Le 4 janvier 2004, le pillage d’une caserne militaire met le feu aux poudres. Une trentaine d’hommes cagoulés tuent quatre soldats bouddhistes et volent 400 fusils d’assaut ainsi que des roquettes dans le camp de Ratchanakarin dans la province de Narathiwat.

Dans le même temps, ils incendient 21 écoles pour faire diversion. Depuis, la loi martiale est instaurée dans les trois provinces du sud.

La minorité musulmane réclame alors le port du hijab pour les femmes dans les lieux publics, l’ouverture de mosquées et l’expansion des études islamiques dans les écoles publiques. Les groupes insurgés déclarent le djihad aux populations bouddhistes et à l’armée thaïlandaise.

“Depuis 2004, on note une dangereuse escalade du conflit”, affirme Rohan Gunaratna, spécialiste du terrorisme à l’Institut de défense et d’études stratégiques de Singapour.

“Ils utilisent du matériel plus moderne, plus sophistiqué, et les rebelles communiquent davantage avec d’autres groupes et se forment à leur contact.”

2016 : le conflit s’étend aux zones touristiques

En août dernier, les rebelles ont pour la première fois ciblé les touristes. Plusieurs bombes ont été désamorcées à Phuket, Phangnga et Hua Hin.

Les autorités thaïlandaises n’ont toujours pas désigné les rebelles du sud comme responsables mais le mode opératoire était similaire au leur.

En 2016, la ligne de train qui traverse les trois provinces touchées par le conflit, a été attaquée trois fois par les terroristes. Ces attentats répétés ont mené le ministère français des Affaires étrangères à formellement déconseiller aux voyageurs de se rendre dans le sud du pays.

Depuis 13 ans, le conflit a fait 6800 victimes et 10 000 blessés. Les civils sont les premiers touchés, notamment les musulmans. Ils sont pris en étau.

La population musulmane d’ethnie malaise « peut ne pas être d’accord avec la brutalité des insurgés… mais elle partage le même sentiment et la méfiance historique pour l’Etat thaïlandais », explique Don Pathan, analyste de l’Asie du Sud-Est.

En dehors du sud, les Thaïlandais sont favorables à des mesures sévères contre les militants islamistes présumés et font pression en ce sens.

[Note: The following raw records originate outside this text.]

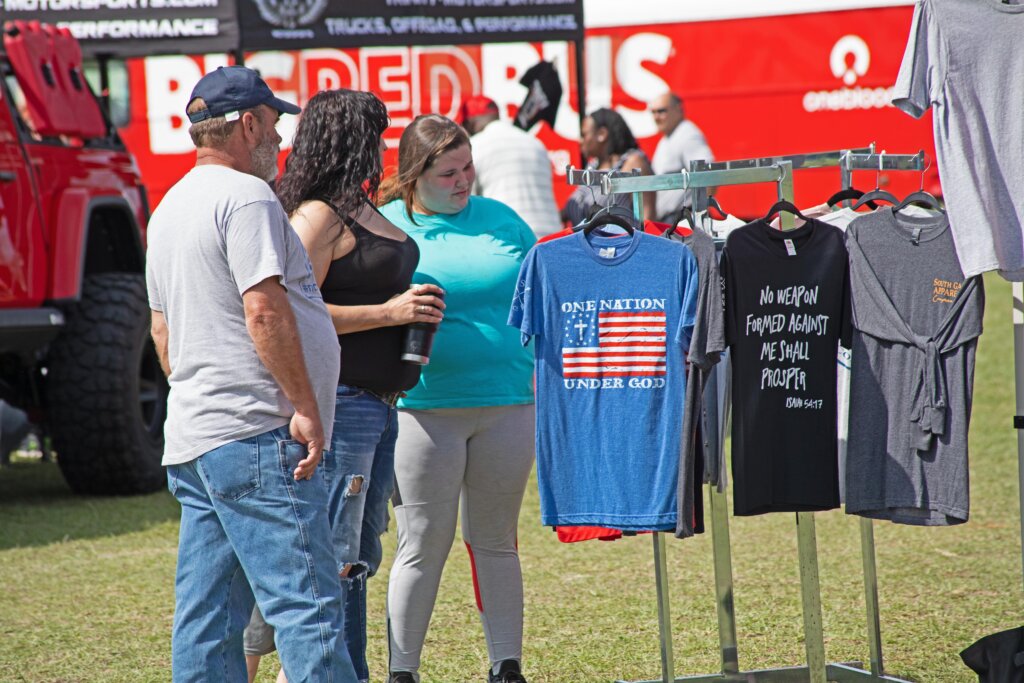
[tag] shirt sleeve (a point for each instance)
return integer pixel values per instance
(846, 321)
(524, 312)
(254, 241)
(688, 310)
(923, 71)
(723, 279)
(153, 290)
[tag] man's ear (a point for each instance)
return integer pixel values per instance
(250, 123)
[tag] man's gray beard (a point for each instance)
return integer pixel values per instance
(264, 160)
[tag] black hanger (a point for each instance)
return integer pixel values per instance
(609, 215)
(876, 194)
(685, 215)
(849, 194)
(783, 205)
(713, 204)
(920, 197)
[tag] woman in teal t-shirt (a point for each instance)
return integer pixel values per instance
(467, 428)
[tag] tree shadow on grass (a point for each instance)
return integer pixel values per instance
(37, 508)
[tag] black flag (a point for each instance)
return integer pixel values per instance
(545, 92)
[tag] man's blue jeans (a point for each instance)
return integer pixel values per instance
(365, 433)
(246, 522)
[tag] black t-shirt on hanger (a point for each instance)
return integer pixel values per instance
(786, 309)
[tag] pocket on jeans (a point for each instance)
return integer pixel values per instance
(232, 470)
(345, 391)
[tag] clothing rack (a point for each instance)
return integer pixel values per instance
(779, 170)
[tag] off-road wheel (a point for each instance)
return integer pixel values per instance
(107, 395)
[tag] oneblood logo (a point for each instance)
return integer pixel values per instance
(849, 60)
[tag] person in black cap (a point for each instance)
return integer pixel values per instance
(239, 324)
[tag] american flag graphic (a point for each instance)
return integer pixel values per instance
(614, 344)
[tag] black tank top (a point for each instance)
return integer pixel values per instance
(375, 270)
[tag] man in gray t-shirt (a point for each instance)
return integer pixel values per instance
(252, 359)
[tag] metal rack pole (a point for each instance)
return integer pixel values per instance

Le gouvernement doit certes répondre aux attaques qui s’intensifient mais il doit le faire avec prudence : des arrestations arbitraires et des blessés parmi les populations civiles ne feraient qu’accroître la tension et le soutien dont bénéficient déjà les insurgés.

estime Human Rights Watch

Il faut évidemment apporter une réponse militaire aux tueries quotidiennes par les insurgés bien armés de civils et de membres des forces de sécurité.

Mais la nature clandestine de ces groupes et leur tendance à trouver refuge parmi la population civile fait qu’une stratégie purement militaire est vouée à l’échec.

Le gouvernement doit trouver un équilibre lui permettant d’assurer la sécurité des populations tout en protégeant les droits de l’Homme dans le pays.